Students launch new institute focused on world issues


Students helped launch the Global Policy Institute this semester along with Steven Lamy, professor of international relations, to plan events and programming that educates the USC community.
(Andrea Klick | Daily Trojan)

Students in the School of International Relations helped launch the Global Policy Institute this semester after a year of planning the center, which researches and plans events to inform the USC community on global issues. 

Steven Lamy, a professor of international relations who helped create GPI, imagined the institute would be similar to the Center for the Political Future, which hosts events and programming and sponsors research but focused on international relations issues. 

While Lamy serves as the faculty lead for the institute, he wants the 14 undergraduate fellows who work there to find ideas for programming and events based on what topics students want to learn more about.

The fellows are split into five groups that each  research and plan events around a specific area, including the global economy, climate change and sustainable development, human rights, poverty and human security and global security. GPI plans to add other programs, like a monthly book club to discuss issues. 

GPI has hosted various events this semester, including a crisis briefing on Turkish intervention in Syria, a discussion on Brexit featuring a former member of Parliament Charles Clarke and a roundtable discussion on internship opportunities in international relations and political science. Each week, all of the fellows and Lamy meet to discuss their progress and ideas for future programs and events.

Katie Abrams, one of the lead fellows at GPI, said the fellows try to inform students on global issues that don’t receive as much attention in mainstream media coverage through events, programs, newsletters and articles posted on its website. 

“We’re not trying to look at the top 10 articles on The New York Times and repost them and spread that same information,” said Abrams, a junior majoring in NGOs and social change. “We’re trying to look at … the things that we know about because it’s what we study, but that the common individual that doesn’t pay attention to international relations might not know.”

The institute has also done events on issues like Brexit that are more commonly reported in American media because Abrams said students may have heard the term but don’t understand the issue fully.

Natalia Smith, another lead fellow, said fellows decide to focus their programming on certain issues based on what issues stand out to them during class or on the news. The events help show how theories and ideas taught in her classes can be applied to solve real-world issues, Smith said. 

“Everything I learned in the classroom seems relevant and important to solving these global issues,” said Smith, a senior majoring in international relations and NGOs and social change. “I like that I can be with like-minded individuals who care about these issues, and who also have the intellectual knowledge on these issues to have these debates and conversation surrounding topics that are not only relevant in the U.S. but in the world.”

“It’s not about collecting data for a professor’s research … these are kids that are creating their own entity that they can proudly say ‘I created the Global Policy Institute,’” Lamy said. “And next year’s group can say, ‘We didn’t create it, but we helped it grow in this direction.’”

As the institute grows, Lamy said he hopes to attract more high-profile speakers and see more students from across majors attending the events to learn about global issues. 

Ashley Abadeer, a fellow who leads the poverty and human security team, said she hopes GPI will continue to establish itself on campus and create more concrete goals for its purpose on campus while she is there.
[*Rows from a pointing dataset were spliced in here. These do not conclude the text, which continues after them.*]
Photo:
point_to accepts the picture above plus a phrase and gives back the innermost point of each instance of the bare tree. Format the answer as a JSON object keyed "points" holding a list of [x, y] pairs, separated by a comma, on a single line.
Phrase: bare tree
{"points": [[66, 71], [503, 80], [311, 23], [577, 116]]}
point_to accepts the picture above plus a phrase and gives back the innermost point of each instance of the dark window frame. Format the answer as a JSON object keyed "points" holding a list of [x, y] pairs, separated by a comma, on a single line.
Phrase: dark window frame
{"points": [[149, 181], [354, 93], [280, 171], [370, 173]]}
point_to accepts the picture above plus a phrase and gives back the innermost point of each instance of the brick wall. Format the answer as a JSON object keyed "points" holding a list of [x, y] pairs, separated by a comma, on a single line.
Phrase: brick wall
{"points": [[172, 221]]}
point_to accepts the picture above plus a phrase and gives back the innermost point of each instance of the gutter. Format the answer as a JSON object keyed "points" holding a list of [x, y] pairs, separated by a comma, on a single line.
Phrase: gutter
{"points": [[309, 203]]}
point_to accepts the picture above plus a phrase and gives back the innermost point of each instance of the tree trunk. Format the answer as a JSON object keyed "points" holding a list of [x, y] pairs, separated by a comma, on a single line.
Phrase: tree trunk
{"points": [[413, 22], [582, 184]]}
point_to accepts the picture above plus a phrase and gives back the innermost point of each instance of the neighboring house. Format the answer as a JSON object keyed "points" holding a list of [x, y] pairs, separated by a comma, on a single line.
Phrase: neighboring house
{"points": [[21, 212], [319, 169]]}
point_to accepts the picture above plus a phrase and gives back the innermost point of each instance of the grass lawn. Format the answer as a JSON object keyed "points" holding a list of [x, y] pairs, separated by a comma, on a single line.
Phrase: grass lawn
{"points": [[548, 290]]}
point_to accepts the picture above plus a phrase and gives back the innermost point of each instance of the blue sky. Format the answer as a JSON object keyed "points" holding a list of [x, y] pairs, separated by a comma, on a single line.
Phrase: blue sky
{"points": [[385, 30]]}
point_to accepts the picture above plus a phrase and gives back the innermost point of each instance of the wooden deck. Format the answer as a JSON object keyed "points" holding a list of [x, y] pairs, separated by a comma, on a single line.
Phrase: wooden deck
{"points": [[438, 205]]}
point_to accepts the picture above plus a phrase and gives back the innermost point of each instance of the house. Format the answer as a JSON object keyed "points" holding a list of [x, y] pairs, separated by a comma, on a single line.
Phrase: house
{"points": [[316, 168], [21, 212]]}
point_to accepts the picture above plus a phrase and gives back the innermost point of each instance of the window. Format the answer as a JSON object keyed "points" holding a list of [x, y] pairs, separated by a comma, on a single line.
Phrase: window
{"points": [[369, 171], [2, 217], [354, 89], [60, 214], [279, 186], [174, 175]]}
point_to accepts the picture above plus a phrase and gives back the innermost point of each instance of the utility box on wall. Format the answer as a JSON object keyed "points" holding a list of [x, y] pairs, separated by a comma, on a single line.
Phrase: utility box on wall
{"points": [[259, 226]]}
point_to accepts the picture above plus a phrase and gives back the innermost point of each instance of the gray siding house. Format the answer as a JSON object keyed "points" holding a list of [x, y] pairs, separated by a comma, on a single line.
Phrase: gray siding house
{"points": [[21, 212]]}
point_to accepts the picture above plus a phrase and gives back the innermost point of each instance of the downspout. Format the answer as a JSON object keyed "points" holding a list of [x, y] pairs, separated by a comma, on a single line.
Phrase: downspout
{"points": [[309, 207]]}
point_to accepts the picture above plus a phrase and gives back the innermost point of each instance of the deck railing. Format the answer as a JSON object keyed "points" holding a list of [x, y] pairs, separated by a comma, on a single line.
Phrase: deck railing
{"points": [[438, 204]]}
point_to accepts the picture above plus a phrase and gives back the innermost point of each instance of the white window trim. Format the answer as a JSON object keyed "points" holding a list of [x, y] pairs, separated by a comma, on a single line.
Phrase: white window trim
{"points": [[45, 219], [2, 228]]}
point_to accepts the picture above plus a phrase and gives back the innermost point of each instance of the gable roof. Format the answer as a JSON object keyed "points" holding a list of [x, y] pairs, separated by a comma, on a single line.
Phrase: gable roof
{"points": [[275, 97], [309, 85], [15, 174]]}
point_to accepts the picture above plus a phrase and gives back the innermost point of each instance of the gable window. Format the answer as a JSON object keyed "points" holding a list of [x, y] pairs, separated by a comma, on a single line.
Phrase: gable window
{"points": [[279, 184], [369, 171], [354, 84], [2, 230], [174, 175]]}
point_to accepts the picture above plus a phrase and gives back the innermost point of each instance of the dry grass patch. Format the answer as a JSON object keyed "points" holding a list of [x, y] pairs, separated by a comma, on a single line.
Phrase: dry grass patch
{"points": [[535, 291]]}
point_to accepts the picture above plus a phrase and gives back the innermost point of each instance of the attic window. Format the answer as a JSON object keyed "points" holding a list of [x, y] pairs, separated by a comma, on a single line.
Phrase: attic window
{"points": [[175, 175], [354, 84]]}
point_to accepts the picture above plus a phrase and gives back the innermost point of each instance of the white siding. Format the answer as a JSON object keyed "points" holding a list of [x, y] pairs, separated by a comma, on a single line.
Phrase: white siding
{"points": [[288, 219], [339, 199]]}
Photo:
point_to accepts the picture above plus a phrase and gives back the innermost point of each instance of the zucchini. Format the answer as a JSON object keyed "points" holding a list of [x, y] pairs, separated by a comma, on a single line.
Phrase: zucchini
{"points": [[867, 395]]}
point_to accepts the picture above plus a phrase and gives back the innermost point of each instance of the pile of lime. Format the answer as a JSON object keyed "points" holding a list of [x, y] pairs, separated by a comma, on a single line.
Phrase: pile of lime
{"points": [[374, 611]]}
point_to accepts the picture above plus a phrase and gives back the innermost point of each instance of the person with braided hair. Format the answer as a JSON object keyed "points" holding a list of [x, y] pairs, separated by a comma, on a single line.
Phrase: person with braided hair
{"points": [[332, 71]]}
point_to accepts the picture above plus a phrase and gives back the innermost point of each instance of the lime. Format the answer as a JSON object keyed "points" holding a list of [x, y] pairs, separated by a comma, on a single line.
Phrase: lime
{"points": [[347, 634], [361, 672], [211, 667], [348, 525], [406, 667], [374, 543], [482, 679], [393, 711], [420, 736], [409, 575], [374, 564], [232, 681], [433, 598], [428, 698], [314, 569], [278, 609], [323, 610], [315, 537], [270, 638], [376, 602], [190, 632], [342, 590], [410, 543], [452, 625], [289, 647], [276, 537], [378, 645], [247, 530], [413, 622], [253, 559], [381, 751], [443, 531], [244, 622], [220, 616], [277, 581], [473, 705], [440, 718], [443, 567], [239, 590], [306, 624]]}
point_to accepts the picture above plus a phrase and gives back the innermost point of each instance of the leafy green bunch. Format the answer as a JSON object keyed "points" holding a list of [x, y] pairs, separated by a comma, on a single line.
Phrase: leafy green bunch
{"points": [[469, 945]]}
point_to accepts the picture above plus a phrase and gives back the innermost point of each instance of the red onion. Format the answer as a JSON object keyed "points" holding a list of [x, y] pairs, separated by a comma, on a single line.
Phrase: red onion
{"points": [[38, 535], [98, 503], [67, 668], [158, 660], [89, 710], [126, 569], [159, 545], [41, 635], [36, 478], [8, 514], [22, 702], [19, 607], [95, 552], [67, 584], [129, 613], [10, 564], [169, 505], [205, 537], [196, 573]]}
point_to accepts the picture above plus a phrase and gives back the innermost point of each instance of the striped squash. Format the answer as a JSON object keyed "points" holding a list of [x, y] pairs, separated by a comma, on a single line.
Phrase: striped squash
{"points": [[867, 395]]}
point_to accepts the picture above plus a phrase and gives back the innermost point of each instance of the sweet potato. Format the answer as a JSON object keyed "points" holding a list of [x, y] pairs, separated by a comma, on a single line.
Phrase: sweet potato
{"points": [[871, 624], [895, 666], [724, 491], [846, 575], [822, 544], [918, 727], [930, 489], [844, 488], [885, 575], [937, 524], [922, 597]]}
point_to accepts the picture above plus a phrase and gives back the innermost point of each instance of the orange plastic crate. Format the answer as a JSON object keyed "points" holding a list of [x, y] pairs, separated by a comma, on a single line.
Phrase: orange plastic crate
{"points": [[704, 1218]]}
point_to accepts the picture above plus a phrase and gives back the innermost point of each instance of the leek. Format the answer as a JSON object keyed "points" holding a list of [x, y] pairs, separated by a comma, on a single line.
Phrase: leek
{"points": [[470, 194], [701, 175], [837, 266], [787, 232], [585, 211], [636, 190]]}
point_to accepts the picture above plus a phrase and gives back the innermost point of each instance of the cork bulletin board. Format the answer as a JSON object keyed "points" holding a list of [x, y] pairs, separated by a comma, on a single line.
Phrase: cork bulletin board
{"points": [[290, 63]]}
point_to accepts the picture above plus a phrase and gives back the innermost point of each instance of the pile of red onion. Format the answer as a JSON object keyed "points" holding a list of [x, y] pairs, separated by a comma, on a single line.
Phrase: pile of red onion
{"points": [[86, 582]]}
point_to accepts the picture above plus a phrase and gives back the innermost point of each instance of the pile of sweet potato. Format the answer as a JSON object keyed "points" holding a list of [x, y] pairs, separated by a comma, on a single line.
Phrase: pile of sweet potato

By the time she graduates, Abadeer, a sophomore majoring in international relations, said she hopes the institute will get more students from all majors interested in learning about and discussing global issues.

“I would want to see that we contributed to changing the culture a little bit at USC and get people out of this bubble and look to care about things that aren’t right in front of their face all the time and to pursue those intellectual conversations about things that are affecting people’s lives outside of their own,” Abadeer said.